Zrobiło mi się słabo. Zamiast odłożyć gazetę
na bok, ja zaczęłam przeglądać zdjęcia. Nie było ich dużo. Na wspomnianym
pokazie, Matt i Ashley siedzieli w pierwszym rzędzie. Shadows obejmował ją
jedną ręką, a drugą trzymał na jej udzie, ledwo zakrytym przez materiał
sukienki. Oboje uśmiechali się i nie szczędzili sobie czułości. Poniżej
odnalazłam zdjęcie moje i Matta, zrobione na plaży. Cała fotka została
przekreślona na czerwono i podpisana słowami „to już koniec”! Byłam tak
wkurwiona, że nawet nie zauważyłam, kiedy Val wróciła do stolika. Usiadła obok
i wyrwała mi brukowiec z ręki, po czym przeczytała pobieżnie artykuł.
- Tylko mi nie mów, że to cię martwi,
Kate.
- Mnie? Nie!
- Kate! Do cholery! Wszystkim dookoła
wmawiasz, że nie kochasz Matta. A kiedy on zaczyna umawiać się z jakąś laską,
ty masz mord w oczach. Co się dzieje?
- Nic się nie dzieje. Wkurwiłam się po
prostu, że moje nazwisko szargane jest po takich szmatławcach. To wszystko.
- Jasne… Kate, powiem to raz i oby
dosadnie. Jeżeli kochasz Matta, to zadzwoń do niego, poleć… Zrób coś! Znam go
od lat i czuję, że on stracił już nadzieję na to, że cię odzyska!
- Val, to nie wyjdzie! Zniszczę nasz
związek swoją zazdrością, wokół niego zawsze będą inne laski, fanki… Oszaleję!
- Nie jesteś w stanie z miłości,
powstrzymać zazdrości i mu zaufać? Wiesz, że nie zdradził cię z Michelle.

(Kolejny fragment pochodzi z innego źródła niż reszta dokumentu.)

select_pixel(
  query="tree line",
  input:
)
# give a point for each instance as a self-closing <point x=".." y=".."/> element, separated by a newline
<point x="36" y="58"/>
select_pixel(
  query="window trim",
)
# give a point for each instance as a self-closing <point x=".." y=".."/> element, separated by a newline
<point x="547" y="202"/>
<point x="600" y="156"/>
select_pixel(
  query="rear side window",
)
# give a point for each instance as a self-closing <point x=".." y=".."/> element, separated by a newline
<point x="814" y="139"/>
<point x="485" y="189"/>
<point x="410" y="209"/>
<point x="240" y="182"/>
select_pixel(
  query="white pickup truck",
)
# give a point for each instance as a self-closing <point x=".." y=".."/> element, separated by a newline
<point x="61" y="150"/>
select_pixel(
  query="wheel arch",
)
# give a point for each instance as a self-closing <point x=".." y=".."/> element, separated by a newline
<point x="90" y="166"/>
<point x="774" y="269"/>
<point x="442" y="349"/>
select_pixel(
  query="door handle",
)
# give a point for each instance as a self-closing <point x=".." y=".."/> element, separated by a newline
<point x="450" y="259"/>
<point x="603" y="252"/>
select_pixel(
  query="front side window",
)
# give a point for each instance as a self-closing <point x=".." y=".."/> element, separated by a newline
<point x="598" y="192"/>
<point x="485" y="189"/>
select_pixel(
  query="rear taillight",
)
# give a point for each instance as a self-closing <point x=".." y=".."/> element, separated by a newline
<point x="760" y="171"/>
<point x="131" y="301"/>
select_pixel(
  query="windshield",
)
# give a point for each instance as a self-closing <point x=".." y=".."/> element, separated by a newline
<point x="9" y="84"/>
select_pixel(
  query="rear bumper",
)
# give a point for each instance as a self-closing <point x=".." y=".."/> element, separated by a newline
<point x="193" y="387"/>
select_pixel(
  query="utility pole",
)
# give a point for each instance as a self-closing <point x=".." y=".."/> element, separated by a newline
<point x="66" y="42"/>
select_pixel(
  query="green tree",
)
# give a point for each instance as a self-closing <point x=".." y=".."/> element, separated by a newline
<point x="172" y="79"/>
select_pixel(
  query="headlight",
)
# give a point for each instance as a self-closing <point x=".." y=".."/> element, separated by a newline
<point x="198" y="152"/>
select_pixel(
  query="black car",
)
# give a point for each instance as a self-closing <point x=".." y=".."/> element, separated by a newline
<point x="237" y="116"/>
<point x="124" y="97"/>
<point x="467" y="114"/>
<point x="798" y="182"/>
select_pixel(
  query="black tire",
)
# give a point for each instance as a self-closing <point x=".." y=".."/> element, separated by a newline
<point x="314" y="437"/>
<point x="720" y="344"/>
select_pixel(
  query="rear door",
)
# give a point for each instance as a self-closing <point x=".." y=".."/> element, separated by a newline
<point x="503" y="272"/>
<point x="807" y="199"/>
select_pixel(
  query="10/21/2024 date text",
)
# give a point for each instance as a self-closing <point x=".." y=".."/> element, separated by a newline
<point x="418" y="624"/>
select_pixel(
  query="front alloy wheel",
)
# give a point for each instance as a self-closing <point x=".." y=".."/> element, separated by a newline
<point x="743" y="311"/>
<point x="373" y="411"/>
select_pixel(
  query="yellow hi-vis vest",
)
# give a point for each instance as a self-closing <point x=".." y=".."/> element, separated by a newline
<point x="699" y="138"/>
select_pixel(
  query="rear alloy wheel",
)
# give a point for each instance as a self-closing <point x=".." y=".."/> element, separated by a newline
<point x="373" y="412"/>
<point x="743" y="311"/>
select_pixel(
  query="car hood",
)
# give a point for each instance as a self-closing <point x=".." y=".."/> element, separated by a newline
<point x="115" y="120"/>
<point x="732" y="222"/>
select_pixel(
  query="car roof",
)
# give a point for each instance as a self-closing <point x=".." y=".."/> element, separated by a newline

- Ale bardzo szybko wypieprzył jakąś
laskę zaraz po tym, gdy mu powiedziałam, że nie wrócę do niego.
- No tu akurat nie będę go bronić. Ale
to nie zmienia faktu, że cię nie zdradził. Nie byliście wtedy razem.
- Nic z tego.
- Sama sobie robisz krzywdę. Matt też
przez to cierpi. – Val wstała od stolika, rzuciła na blat kilka banknotów i
sięgnęła po torebkę. – Pomyśl o tym.
- A nasze zakupy?
- Nie będę wybierała sukienki dla
samobójczyni, mała. Zadzwoń, jak pójdziesz po rozum do głowy. Chętnie wtedy ci
doradzę, jak odzyskać Matta. O ile nie będzie za późno. Pa! – odeszła,
zostawiając mnie zupełnie samą z brukowcem, który aż parzył mnie w dłonie.